Coral Polyp ~ Tubastrea sp.

Despite their importance, corals are not the only creatures involved in the building of coral reefs. Other animals such as mollusks build skeletons from limestone. Mollusk, common name for members of a phylum of soft-bodied animals, usually with a hard external shell. Familiar mollusks include the clam, oyster, snail, slug, octopus, and squid.

A number of important groups of marine plants known as algae also lay down limestone. These include a group of pink or red coralline algae that encrust bare rock and often act like cement on a reef.

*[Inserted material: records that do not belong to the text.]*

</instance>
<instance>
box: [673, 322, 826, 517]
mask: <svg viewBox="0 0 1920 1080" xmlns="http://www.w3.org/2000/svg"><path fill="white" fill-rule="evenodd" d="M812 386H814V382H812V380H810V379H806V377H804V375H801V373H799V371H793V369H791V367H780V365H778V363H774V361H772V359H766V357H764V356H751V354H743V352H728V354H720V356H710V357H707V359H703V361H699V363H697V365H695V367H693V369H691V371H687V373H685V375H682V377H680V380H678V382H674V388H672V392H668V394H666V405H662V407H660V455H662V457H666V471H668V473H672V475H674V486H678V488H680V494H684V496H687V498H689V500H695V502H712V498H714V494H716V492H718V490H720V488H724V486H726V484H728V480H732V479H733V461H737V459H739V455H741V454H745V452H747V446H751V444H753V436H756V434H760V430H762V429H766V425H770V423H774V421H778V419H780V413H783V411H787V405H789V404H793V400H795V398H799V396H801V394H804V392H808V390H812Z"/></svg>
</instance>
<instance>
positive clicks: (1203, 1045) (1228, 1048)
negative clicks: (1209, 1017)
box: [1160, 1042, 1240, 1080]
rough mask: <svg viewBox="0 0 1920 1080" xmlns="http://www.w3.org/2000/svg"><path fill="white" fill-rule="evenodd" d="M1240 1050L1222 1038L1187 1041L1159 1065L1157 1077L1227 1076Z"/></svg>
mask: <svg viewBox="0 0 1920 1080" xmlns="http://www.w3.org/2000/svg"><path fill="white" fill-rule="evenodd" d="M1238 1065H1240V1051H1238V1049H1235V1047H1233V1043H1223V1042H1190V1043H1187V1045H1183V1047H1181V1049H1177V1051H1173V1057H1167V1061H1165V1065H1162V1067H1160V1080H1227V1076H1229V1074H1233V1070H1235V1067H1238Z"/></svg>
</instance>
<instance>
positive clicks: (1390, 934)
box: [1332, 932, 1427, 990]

Marine Algae / Rock Crab on Pink Coralline Algae / Eelgrass

Corals will generally only settle and begin to grow on a hard surface. Over time corals will grow upon corals, and the physical structure of the sea bottom begins to change. Some corals may be broken up by storms, or by the actions of animals that eat corals or bore holes into them. The broken rubble and sand that result from these activities form a critical part in the building of coral reefs. Over time all this material is compacted together around the standing skeletons of the corals and coralline algae. A coral reef begins to grow. Coral reefs grow upward at rates of 1 to 20 cm (0.4 to 7.8 in) per year.